ウードは、中東・イスラム古典音楽に深く根ざした古代のフレットなしリュートだ。しかしチュニジアの名手Dhafer Youssefの手にかかると、それは激しく現代的なジャズ探求のための器へと変容する。彼の代表作*Electric Sufi*(2001年)は、まさにその変容の真骨頂だ。

Youssefはウードをただ演奏するのではない。その豊かで共鳴感あふれる、本質的に霊的な東洋のテクスチャーを、活気ある電気的なジャズの風景へと統合してみせる。最先端の電子グルーヴと一流のジャズ演奏を背景に、このアルバムは古代的でありながら未来的な響きをたたえている。
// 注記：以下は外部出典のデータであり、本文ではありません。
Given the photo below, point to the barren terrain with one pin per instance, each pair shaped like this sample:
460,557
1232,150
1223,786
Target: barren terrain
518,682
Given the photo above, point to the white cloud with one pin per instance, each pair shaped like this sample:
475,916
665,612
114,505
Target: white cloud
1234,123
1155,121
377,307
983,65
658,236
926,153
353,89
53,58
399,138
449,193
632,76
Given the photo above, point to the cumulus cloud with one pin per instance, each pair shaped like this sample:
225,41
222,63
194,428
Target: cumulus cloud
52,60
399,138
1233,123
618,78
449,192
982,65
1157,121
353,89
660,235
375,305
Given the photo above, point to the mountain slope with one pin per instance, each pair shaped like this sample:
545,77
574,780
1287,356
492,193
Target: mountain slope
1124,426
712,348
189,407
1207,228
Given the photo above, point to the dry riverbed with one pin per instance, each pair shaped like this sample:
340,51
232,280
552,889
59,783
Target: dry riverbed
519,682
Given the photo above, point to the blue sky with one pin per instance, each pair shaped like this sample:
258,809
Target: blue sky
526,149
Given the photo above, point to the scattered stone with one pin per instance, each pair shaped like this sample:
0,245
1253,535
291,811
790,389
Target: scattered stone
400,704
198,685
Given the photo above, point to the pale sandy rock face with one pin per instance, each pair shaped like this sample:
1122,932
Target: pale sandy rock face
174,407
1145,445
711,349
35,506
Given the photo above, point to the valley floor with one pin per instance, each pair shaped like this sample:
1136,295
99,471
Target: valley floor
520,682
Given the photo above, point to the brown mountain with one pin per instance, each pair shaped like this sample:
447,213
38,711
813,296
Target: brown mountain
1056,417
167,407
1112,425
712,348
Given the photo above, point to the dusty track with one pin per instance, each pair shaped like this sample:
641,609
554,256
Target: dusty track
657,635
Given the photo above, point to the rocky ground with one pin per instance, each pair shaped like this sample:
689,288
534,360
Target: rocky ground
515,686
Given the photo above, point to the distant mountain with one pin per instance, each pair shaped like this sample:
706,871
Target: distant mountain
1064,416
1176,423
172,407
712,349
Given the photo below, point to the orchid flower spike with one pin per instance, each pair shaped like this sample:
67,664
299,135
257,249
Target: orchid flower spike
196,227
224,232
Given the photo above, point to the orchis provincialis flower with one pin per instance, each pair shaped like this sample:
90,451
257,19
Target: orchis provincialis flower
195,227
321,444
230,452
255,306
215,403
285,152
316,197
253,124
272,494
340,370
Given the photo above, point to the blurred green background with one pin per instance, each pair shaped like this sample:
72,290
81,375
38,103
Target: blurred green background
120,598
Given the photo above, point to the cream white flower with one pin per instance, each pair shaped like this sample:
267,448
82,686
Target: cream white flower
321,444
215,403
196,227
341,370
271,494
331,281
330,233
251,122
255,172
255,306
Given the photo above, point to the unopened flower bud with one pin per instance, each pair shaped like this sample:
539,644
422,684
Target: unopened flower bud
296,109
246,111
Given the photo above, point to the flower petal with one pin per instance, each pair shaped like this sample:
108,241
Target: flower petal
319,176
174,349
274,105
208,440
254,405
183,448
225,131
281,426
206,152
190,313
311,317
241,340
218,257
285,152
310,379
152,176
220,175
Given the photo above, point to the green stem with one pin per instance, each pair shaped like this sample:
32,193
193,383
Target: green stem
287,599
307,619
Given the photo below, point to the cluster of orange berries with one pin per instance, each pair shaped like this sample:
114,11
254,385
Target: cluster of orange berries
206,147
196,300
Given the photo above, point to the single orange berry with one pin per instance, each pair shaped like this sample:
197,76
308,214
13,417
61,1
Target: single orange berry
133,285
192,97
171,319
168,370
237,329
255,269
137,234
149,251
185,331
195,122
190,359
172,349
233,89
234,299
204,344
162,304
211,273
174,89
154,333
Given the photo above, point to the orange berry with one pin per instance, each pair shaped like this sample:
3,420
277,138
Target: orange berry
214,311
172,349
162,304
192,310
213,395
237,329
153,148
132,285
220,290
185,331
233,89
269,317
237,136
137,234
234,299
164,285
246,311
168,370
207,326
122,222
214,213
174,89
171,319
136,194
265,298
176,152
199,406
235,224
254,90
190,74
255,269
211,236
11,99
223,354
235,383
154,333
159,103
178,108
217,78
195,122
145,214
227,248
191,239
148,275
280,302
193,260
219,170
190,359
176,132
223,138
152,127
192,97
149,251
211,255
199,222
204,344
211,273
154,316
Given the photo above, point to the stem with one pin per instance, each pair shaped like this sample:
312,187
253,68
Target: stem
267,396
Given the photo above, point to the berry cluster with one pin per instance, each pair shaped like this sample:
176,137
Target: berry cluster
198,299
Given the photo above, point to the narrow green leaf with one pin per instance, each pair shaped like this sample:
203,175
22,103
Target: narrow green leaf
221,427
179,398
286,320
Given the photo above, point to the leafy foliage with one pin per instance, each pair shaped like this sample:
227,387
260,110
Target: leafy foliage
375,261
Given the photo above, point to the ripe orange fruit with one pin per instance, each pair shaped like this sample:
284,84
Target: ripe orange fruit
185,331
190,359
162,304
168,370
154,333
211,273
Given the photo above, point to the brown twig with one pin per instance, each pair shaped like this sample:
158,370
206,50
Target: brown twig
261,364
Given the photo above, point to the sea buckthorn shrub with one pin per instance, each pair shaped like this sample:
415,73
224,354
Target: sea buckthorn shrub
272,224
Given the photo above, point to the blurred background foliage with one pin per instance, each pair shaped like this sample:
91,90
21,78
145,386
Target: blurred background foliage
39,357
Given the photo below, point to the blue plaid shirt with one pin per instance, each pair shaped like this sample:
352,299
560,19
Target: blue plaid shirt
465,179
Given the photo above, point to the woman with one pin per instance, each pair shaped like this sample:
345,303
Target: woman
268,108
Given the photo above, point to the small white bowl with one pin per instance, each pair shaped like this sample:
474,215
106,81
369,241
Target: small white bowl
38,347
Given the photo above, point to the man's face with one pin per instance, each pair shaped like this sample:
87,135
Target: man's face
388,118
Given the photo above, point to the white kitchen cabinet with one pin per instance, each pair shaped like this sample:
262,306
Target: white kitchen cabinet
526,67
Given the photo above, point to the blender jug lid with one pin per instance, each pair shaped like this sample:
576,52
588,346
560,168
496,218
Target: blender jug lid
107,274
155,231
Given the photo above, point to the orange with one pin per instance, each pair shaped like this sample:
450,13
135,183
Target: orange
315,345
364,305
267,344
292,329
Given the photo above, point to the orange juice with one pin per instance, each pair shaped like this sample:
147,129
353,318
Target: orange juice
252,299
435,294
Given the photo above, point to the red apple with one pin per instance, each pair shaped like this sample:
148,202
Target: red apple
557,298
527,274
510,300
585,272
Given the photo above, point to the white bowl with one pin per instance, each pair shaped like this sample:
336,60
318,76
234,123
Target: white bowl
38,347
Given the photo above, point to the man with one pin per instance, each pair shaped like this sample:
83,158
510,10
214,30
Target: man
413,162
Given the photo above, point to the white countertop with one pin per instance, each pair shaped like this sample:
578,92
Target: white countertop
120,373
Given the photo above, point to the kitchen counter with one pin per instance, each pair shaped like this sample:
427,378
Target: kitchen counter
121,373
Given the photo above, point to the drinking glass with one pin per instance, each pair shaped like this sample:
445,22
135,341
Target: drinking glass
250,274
その充実した作品群の中でも、「La nuit sacrée」は絶対的な傑作として際立つ。この曲には、オーストリアのトランペット奏者Markus Stockhausenが参加している。ここでもまた、まったく異なる要素が衝突し、ジャンルを超えた美しい音楽的錬金術を生み出している。二つの相反する世界が出会い、その音の化学反応を通じて純粋な魔法を生み出す——そんな崇高な一例だ。

秘密の武器: Youssefの卓越したウード演奏に加え、彼は伝統的なスーフィーの声楽的詠唱に根ざした息を呑むほどの声域を持つ。彼の声とStockhausenの幽玄なトランペットが現代のジャズ・リズム・セクションを突き抜けるとき、そこに生まれるのはこの世ならぬ催眠的な祈りだ——ジャズ・フュージョンとは何かを根本から再定義する響きである。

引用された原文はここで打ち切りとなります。